I'm literally where you are right now. I hit my first goal, moved it, hit the 2nd goal, moved it, hit the final goal, and now that I'm ready to maintain, I'm still losing lol I made a post about it and the general consensus was to not try to stop losing just yet and let my body decide its new happy place/set point. I'm also afraid of looking sickly thin (I have some curves and I'm big bones, so I carry my weight well and always look like I weigh less than I do) so I'm trying to figure out when to finally bring my body to a halt on the losing (if I even can) if I feel it's getting to be a bit too much.

I was always thin in high school, but when I had my son at age 20, my PCOS kicked in and I gained all kinds of weight and couldn't lose it. Then I had several miscarriages, then had my daughter which caused even more weight gain. Once I saw I couldn't lose the weight no matter what, I stopped caring and I ate myself all the way to 421 pounds.

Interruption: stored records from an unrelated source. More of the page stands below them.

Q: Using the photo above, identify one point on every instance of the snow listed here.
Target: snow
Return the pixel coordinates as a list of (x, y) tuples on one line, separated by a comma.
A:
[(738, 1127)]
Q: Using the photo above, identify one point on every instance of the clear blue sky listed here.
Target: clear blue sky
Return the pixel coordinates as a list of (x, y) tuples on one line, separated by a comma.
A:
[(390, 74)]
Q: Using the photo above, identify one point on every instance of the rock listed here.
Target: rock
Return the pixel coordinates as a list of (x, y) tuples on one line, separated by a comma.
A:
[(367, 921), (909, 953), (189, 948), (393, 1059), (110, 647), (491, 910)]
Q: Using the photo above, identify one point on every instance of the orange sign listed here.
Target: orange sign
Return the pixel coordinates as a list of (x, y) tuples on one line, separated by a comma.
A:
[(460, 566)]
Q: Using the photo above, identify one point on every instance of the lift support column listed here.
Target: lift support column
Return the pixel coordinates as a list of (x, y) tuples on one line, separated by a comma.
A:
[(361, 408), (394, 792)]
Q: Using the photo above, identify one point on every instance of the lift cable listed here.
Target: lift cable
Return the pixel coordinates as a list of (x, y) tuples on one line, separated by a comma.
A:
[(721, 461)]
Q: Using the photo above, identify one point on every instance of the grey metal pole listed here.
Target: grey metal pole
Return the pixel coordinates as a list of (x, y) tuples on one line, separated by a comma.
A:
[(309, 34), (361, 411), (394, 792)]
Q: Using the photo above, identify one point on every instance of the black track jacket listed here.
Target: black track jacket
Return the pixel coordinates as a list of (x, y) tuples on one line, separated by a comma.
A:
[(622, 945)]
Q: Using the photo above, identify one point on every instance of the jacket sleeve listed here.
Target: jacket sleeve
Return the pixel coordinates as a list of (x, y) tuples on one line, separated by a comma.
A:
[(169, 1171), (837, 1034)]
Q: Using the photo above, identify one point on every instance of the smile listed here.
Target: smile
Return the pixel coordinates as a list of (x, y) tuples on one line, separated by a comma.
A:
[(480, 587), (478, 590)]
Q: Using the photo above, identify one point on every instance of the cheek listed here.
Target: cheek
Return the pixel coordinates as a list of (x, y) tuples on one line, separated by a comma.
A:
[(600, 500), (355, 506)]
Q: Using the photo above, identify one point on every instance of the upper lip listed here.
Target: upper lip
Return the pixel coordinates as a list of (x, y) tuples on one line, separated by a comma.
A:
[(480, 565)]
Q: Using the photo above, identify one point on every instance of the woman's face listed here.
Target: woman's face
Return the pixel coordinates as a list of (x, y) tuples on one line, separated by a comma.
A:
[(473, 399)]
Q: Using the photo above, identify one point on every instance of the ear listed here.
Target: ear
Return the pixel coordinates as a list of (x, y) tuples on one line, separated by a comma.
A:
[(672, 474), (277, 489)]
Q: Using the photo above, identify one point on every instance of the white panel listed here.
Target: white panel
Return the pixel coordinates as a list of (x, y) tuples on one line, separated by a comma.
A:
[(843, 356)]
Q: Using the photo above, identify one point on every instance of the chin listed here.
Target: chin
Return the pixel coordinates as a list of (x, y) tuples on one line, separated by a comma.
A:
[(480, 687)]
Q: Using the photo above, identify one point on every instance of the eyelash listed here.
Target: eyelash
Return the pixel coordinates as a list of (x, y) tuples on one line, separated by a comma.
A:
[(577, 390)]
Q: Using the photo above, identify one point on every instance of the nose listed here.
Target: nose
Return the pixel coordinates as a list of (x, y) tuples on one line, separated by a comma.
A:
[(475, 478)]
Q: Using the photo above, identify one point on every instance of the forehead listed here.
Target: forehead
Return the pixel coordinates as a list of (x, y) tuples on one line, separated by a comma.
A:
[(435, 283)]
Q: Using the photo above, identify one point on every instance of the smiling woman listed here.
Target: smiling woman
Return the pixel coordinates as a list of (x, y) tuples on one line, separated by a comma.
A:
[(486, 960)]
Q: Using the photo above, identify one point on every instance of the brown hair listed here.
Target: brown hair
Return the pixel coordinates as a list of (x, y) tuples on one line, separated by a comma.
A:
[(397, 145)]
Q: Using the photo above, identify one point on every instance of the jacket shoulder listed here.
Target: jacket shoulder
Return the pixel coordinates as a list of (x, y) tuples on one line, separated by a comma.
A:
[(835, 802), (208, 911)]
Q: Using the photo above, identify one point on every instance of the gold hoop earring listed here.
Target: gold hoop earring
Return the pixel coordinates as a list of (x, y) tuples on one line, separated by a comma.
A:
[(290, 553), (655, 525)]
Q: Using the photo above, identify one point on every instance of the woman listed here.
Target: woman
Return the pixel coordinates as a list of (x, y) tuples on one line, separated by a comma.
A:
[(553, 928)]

Never, in a million years, did I think I'd be here now. But I'm kind of concerned about looking too thin, just like you are. So I feel you 100% there. I'm one of the ones that cut out a lot of foods and found yummy alternatives instead. I didn't want to feel deprived, but I also knew I couldn't really do cheat meals because it would be a slippery slope for me, and the guilt and "what ifs" just aren't worth it. So I went about finding really tasty, healthy, compliant meals instead. I've lost 235 pounds from my highest weight and 202 pounds since my initial surgery date. There's just no way I'm willing to lose any of that progress over a meal or drink or a get-together.

So for me, I still have to learn the balance lol I'm definitely not there yet. Not sure when I will be. But I'd like to get there sooner rather than later.

OH, and you look AWESOME!!! Fantastic job!!!!!!!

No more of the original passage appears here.